The Lays’ strategy is to go after only the wolves that kill livestock. Experience has shown that once a pack turns to killing cows, that pack needs to be eliminated. In a nutshell, Dan and Kyle’s method is to do careful reconnaissance and learn as much about the wolves they are targeting as possible. Time of year, pack size, and travel patterns are all critical information. Kyle says that the hardest thing to do during this period is to leave their traps in their truck. Ranchers who have just suffered a loss want results and the easiest way in the world to mollify them would be to take a quick look around, pick a few likely spots and get some steel into the ground. Generally speaking, trapping wolves is easy enough to do and this will work. The problem is that wolves mostly travel in packs and they learn as a unit. If any old wolf is randomly caught out of the pack, it could well mean that a rancher’s problem isn’t being solved. Instead, it is just going from bad to worse.

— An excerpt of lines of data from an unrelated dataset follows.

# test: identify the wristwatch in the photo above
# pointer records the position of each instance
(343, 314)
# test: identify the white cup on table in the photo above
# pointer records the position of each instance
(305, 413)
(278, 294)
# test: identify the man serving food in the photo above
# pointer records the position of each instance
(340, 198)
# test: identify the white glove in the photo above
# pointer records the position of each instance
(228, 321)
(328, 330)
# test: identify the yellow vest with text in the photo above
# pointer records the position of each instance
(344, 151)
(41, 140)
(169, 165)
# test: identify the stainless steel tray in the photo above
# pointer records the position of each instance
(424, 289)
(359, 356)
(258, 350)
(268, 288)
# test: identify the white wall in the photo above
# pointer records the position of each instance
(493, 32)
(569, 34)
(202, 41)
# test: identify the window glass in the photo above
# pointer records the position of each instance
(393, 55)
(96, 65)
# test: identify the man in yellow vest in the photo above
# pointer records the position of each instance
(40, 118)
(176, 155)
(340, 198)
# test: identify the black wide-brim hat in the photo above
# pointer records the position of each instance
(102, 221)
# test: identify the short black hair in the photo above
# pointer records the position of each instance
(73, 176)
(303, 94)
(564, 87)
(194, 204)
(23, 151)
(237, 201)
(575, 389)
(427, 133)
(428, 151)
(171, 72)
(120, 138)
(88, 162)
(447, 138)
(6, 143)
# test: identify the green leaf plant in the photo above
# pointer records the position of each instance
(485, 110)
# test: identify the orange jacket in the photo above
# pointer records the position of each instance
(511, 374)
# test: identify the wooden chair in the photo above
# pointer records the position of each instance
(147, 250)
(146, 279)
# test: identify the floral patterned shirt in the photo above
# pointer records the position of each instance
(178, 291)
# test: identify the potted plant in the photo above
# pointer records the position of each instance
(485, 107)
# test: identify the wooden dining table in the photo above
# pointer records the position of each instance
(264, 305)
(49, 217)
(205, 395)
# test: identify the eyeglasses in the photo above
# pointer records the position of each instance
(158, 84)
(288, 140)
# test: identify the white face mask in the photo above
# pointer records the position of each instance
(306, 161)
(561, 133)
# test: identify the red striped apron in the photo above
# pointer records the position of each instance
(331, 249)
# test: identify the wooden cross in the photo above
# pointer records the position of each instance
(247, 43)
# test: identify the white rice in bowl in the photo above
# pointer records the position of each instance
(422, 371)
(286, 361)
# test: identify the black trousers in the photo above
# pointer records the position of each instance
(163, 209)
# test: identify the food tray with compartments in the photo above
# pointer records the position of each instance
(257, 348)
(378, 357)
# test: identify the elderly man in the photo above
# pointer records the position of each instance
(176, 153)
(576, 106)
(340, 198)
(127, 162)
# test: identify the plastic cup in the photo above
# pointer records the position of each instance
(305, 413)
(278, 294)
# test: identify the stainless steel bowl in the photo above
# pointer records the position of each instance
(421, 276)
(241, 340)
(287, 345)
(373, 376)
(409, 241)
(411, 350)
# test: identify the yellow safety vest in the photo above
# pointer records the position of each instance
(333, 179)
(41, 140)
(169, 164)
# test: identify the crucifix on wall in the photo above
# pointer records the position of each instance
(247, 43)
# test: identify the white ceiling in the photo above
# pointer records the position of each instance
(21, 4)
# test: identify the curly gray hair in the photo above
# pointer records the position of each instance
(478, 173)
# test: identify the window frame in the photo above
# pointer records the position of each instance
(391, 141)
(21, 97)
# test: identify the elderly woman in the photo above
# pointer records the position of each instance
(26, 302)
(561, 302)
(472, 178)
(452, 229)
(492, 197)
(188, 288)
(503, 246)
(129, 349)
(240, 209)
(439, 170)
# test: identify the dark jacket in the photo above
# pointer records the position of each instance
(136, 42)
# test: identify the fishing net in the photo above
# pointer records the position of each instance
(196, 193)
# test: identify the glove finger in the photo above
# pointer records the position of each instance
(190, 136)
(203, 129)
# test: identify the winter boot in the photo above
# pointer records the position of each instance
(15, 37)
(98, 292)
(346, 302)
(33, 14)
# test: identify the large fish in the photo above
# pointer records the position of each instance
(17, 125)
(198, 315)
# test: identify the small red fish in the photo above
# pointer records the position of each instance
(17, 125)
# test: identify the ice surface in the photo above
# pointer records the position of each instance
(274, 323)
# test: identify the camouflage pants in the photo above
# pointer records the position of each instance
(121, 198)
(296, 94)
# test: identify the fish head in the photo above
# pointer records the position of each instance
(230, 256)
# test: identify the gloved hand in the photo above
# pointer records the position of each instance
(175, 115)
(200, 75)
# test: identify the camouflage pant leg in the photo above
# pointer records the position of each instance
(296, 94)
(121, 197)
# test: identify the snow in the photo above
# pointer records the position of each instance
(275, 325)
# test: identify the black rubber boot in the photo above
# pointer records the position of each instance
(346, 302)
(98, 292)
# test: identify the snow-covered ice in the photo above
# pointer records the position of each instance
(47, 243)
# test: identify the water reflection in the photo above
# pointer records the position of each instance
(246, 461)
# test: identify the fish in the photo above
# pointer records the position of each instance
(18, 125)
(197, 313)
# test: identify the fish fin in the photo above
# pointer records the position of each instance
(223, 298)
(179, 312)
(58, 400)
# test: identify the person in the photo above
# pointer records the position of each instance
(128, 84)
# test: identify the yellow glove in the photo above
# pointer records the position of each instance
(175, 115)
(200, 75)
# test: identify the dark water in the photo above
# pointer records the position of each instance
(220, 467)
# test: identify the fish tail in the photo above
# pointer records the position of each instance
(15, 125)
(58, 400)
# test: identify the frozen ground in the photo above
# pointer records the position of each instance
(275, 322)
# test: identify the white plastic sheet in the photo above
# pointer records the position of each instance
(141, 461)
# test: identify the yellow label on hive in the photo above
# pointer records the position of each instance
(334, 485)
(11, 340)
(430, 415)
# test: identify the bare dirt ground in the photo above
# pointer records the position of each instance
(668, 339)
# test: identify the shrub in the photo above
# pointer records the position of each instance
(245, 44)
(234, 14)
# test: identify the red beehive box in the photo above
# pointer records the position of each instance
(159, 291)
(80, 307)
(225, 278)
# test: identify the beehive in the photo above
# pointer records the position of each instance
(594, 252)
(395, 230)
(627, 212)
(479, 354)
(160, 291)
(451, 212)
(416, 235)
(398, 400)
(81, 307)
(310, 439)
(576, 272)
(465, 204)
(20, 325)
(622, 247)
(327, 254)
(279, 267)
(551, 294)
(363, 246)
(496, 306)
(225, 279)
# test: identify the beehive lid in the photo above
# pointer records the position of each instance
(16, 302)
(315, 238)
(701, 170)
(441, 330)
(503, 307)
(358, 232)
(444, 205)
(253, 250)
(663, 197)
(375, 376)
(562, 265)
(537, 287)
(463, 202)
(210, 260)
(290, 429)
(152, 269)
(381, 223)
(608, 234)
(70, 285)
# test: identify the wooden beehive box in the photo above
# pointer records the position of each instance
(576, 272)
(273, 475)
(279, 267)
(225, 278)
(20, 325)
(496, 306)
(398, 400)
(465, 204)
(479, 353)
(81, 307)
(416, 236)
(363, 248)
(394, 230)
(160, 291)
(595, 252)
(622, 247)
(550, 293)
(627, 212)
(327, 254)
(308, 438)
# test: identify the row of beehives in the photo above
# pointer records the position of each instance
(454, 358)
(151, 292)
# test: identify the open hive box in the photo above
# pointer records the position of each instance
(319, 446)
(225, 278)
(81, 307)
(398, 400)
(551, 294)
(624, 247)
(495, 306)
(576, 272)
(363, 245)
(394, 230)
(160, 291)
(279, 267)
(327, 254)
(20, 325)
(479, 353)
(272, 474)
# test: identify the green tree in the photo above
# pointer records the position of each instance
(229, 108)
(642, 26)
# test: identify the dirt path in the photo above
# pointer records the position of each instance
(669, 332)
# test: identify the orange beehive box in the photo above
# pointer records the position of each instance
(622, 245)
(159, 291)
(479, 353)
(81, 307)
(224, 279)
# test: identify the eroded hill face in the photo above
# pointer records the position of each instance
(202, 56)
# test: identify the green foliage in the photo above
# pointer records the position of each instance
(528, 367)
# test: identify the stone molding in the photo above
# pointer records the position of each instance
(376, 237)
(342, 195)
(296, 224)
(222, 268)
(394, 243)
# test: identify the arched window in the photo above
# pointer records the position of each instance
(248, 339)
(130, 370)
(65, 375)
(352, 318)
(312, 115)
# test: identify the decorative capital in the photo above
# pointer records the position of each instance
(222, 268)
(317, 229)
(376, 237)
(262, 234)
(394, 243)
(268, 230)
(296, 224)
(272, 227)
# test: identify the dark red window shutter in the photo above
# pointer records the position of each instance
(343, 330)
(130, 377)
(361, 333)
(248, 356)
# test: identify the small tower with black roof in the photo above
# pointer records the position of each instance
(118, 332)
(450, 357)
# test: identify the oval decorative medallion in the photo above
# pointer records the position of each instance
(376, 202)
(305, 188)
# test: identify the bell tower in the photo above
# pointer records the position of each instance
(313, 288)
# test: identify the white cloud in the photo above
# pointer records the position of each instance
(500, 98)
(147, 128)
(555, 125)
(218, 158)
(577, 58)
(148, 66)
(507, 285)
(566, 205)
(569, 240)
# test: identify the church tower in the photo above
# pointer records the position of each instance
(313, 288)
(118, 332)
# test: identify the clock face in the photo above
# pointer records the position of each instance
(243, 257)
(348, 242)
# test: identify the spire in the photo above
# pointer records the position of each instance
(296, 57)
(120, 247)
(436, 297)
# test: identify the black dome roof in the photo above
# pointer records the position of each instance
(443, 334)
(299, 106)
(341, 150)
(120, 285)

Once the Lays have their “recon” down, they begin setting. On the first go, they never set more than two traps at a site, although they may choose more than one site on a ranch to set. They are targeting the Alpha male and female only. The basis of the Lays’ strategy is founded on a wolf packs’ total loyalty to the leaders of the pack. If they can successfully remove those two animals, cleaning up the rest of the pack is a done deal and just a matter of time. The sets they use are beautiful in their simplicity. Because of this, many trappers who know of their legendary ability to catch wolves would rather believe that Dan and Kyle have somehow stumbled on the ultimate bait or lure, rather than admit that the Lays have devoted a lifetime to studying the minute details of a wolf’s behaviour.

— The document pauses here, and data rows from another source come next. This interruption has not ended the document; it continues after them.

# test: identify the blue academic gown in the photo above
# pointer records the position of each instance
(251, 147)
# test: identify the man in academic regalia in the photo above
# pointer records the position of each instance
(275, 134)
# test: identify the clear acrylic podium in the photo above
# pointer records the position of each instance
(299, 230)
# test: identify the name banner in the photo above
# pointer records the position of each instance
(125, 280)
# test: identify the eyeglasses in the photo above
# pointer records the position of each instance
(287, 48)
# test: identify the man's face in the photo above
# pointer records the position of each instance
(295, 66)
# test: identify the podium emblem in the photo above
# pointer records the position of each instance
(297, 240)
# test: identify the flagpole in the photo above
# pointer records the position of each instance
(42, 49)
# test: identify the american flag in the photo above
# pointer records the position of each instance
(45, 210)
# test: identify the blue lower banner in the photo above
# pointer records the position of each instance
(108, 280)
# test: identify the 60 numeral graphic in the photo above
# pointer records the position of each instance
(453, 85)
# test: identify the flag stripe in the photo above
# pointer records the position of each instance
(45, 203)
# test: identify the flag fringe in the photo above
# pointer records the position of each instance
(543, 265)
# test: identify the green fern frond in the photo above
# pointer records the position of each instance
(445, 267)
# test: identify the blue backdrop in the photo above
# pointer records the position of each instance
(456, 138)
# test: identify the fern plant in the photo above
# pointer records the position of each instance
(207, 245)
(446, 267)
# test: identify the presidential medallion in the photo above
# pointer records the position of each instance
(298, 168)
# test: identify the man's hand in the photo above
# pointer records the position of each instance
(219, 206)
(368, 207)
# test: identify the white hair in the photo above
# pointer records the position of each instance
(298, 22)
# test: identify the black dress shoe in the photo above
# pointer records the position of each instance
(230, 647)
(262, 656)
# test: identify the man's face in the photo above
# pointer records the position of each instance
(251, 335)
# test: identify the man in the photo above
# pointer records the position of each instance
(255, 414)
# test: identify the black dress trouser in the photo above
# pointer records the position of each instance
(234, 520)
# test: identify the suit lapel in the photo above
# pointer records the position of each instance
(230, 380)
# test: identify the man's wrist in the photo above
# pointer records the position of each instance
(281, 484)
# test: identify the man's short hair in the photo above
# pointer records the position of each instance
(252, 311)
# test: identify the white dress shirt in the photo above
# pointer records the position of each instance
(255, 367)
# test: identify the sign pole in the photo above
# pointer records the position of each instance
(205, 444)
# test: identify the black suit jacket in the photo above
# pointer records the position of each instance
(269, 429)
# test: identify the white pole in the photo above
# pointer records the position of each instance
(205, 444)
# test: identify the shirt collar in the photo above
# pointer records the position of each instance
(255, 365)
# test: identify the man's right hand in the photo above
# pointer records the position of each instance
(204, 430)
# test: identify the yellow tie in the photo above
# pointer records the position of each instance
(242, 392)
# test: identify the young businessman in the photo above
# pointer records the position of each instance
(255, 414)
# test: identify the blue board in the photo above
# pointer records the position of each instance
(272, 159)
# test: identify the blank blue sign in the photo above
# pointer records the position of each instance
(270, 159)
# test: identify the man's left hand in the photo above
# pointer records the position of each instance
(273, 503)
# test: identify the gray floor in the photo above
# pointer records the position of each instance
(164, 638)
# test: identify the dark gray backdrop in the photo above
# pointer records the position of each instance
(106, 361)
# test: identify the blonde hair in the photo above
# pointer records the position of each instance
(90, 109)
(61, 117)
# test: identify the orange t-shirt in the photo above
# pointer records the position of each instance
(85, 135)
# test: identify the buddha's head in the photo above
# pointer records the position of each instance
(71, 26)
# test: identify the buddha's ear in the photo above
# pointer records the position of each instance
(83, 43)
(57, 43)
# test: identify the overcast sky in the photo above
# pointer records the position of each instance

This leads to another fascinating aspect of the Lays’ ability. Catching an aggressive alpha is one part of the business. Holding it is totally another. Dan and Kyle are craftsmen and their Lay 76 wolf trap is a work of art. It’s big, fast, and has unique features that won’t be found on any other trap out there. It’s capable of lifting through a foot of snow to take a wolf’s foot and has seen hard use from -40 to +40 Celsius. It’s the most powerful trap with phenomenal clamping force that I have ever seen on any trap anywhere. And yet it is also the safest. If a trapper was accidentally caught in it, he could easily release himself with a single half inch wrench. It’s that kind of attention to detail that makes them such outstanding trappers and just what you would expect from guys who have trapped nearly a hundred wolves in a single month.